The King of the Hill will be deposed, The Simpsons will look cuddly and Beavis and Butthead like extras from Grange Hill - because South Park is coming.
South Park is the sickest, weirdest and funniest adult cartoon the Americans have yet produced and complete with talking turds, dead kids and religious persecution, it is coming to Channel 4 this spring.
South Park is the name of the tiny Colorado town that is home to four spherical-headed eight year-olds: Kyle, Kenny, Cartman and Stan.
The animation is atrocious but it is the storylines that will outrage The Daily Mail and make the show the twisted Teletubbies of 1998.
In the first episode Cartman, the fat kid, is abducted by aliens who jab him with anal probes and mutilate cattle. But Cartman deserves it, he is the child of a single mother who spoils him terribly and he is a dumb, arrogant, anti-Semite.
Equally disturbed is Kenny. Kenny is the poor kid with the permanently zipped-up hood. He has had a screwy childhood and is over-familiar with what the producers call "adult" issues. Kenny drinks petrol and in a popular theme of the show gets killed or hideously maimed each week in bizarre accidents.
Other running gags include the boys' debate about whether to help Stan's 103-year-old grandfather kill himself and whether they should go hunting with Vietnam vets who use hand grenades when fishing and anti-aircraft missiles to obliterate deer.
The only smart kid is Kyle, who is Jewish, but as the only Jewish kid in town he doesn't really know what it means except that he doesn't get to celebrate Christmas. In the most controversial episode so far shown in America he sings about being a "lonely Jew" at Christmas: "I'm a Jew, a lonely Jew, at Christmas/I'd sing Carols but I'm Hebrew, at Christmas".
Because of his friends' teasing Kyle creates an imaginary friend in Mr Hanky, a talking poo who comes up out of the toilet to give presents to children with a high-fibre diet. After taking his talking poo to school, Kyle ends up in an asylum.
All of which makes South Park sound like a succession of toilet jokes. In PC-weary America the show has become a cult hit - getting the top ratings on cable TV at Christmas, and in Canada it is already a top ten show even though it has to be aired at midnight.

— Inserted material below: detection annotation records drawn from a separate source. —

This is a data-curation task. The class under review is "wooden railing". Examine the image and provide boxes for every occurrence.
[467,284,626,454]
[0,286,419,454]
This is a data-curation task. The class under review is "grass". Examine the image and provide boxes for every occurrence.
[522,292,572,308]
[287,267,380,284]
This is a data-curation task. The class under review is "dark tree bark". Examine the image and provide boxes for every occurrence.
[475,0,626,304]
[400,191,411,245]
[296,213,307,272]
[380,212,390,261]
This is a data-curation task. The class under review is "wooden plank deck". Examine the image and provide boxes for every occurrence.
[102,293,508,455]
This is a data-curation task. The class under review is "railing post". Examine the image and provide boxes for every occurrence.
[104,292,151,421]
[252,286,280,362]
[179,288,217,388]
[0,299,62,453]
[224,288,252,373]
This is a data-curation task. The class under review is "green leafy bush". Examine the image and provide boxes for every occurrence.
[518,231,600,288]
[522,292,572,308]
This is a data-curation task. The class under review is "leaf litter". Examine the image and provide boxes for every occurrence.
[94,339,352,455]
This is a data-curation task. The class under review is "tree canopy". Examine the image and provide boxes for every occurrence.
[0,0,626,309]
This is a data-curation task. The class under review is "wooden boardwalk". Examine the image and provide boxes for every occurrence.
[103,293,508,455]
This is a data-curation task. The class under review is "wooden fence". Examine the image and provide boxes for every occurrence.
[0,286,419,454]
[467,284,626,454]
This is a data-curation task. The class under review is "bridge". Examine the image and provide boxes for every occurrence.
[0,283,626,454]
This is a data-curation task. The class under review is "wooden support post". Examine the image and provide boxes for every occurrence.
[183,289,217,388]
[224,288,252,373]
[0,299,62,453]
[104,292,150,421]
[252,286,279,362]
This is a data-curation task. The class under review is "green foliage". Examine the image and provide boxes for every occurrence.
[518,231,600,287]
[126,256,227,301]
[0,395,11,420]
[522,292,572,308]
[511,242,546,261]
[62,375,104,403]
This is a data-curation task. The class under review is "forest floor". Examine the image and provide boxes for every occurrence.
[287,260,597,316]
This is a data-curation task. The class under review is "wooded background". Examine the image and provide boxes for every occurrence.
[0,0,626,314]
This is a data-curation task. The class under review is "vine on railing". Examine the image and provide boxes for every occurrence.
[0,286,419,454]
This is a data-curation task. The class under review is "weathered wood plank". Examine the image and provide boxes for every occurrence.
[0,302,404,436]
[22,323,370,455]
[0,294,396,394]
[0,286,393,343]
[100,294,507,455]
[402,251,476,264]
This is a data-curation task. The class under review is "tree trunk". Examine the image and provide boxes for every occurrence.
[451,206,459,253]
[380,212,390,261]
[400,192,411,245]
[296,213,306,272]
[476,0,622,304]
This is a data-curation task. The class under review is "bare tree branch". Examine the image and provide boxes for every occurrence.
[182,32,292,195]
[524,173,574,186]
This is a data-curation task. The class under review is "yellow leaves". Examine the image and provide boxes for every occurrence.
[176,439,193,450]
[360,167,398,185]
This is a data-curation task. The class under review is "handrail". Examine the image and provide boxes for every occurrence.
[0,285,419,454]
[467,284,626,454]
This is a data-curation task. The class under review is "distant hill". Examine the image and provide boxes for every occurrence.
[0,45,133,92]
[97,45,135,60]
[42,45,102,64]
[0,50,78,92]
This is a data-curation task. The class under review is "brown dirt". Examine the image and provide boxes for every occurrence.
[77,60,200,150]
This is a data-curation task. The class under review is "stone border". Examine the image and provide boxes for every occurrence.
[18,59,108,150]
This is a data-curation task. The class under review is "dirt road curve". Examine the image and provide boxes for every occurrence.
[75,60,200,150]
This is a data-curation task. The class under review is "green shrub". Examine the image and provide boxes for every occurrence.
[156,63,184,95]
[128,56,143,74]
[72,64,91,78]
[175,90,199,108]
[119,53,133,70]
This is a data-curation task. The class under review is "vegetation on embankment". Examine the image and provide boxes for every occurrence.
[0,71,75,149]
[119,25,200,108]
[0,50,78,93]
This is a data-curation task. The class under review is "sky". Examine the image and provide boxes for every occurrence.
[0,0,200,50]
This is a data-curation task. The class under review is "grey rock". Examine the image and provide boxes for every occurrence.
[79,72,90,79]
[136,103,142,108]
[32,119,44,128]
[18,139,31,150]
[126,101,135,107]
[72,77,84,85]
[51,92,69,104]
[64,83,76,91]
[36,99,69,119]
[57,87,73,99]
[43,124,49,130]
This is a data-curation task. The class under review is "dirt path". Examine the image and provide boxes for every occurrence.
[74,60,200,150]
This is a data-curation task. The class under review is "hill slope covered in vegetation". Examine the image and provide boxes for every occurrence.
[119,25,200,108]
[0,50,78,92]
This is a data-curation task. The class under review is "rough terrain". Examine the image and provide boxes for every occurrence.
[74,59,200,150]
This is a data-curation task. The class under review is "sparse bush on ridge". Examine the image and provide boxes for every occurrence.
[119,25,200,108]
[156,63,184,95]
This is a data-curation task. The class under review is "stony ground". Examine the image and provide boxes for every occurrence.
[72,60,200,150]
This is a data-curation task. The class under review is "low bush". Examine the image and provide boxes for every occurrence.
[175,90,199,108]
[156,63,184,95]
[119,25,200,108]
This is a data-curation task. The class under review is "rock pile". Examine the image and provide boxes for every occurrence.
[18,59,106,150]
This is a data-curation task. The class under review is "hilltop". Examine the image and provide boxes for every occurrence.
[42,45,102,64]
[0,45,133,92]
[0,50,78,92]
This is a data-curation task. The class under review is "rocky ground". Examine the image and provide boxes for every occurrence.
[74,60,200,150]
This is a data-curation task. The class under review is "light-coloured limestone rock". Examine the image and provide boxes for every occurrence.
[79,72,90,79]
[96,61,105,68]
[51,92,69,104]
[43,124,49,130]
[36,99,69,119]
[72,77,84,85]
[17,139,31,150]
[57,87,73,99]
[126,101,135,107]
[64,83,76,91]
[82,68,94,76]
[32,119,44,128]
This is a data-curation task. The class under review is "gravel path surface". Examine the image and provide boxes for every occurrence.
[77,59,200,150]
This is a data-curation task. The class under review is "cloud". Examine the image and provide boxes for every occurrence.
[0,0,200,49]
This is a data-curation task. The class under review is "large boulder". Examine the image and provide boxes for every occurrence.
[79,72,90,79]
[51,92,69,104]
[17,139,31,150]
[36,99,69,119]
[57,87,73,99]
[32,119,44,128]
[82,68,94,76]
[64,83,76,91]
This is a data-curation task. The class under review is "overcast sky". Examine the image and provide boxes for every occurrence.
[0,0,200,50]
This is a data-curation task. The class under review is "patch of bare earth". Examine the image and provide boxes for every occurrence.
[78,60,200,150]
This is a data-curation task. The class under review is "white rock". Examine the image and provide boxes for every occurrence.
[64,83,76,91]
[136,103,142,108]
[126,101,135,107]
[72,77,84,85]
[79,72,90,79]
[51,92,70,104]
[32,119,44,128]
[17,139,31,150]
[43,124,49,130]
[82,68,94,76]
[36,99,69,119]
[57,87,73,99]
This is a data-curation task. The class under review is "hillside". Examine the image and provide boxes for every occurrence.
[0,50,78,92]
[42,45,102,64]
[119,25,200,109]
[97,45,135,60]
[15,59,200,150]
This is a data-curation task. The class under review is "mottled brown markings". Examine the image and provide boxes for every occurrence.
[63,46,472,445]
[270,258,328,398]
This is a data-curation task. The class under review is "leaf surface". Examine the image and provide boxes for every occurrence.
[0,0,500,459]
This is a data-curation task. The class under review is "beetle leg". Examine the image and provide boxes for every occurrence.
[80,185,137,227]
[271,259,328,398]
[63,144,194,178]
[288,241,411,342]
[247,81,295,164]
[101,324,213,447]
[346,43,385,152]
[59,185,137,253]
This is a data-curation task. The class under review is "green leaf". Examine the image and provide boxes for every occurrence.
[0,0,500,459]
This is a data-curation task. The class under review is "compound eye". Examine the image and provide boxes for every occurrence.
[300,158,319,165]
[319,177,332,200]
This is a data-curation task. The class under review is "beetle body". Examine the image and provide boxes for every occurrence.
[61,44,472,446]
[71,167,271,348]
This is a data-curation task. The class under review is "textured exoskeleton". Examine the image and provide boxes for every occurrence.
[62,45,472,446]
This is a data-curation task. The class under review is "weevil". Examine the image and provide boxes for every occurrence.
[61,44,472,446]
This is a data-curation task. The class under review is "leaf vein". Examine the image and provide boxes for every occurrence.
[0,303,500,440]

But like The Simpsons, underneath the jokes South Park is in fact a sophisticated critique of dysfunctional America. The kids fall for hyperbolic advertising, they see UFOs and are told they are pigeons by the town's very own government cover-up expert, their teacher talks to them through a glove puppet - Mr Hat - who has a psychotic mind of his own.
And the way South Park came into being is as contemporary a tale of America as you are likely to get. It started off as a five-minute college project called The Spirit of Christmas by its two creators Matt Stone, 26, and Trey Parker, 28.
The short film was seen by a television executive who had 40 copies of the cartoon made to send to friends as video Christmas-cards - which is the kind of thing TV executives do to impress in America. This made it an underground hit in Hollywood and a bidding war ensued to sign up Stone and Parker.
Parker says they had a cunning test when choosing a TV company to go with: "When we were first getting courted by all the networks I used to say: `One thing I really need to know before we go any further. How do you feel about talking poo?'"
The Spirit of Christmas had Jesus coming to South Park to battle it out with Santa Claus over the true meaning of Christmas - presents or religion. When Christ tries to get the kids to help him their loyalties are divided because after all, Santa gives them presents and Kyle doesn't even believe in Jesus.
From Hollywood, The Spirit of Christmas then ended up on the Internet, where it became a word of mouth hit as it was downloaded on college campuses and in offices around the country. People across America were using up fantastic amounts of computer memory e-mailing the five-minute cartoon to friends.
All of which meant that by the time cable company Comedy Central aired the first made-for-TV episode of South Park in August it was a guaranteed smash. The T-shirts and merchandise immediately started selling out and the first programme got more pre-publicity than any show in the station's history. Celebrities like Robert Smith of The Cure are already queuing up to do voice-overs for the cartoon characters.
"Robert Smith said to me he thought it was going to be huge in England," says Trey Parker. "Because he thought it was a very British sense of humour. Which makes sense because Matt and I were both huge Monty Python fans. That is undoubtedly where our sense of humour comes from."
That sense of humour is now coming home to roost and you can expect to see the Mr Hanky T-shirts sweeping Britain by the summer.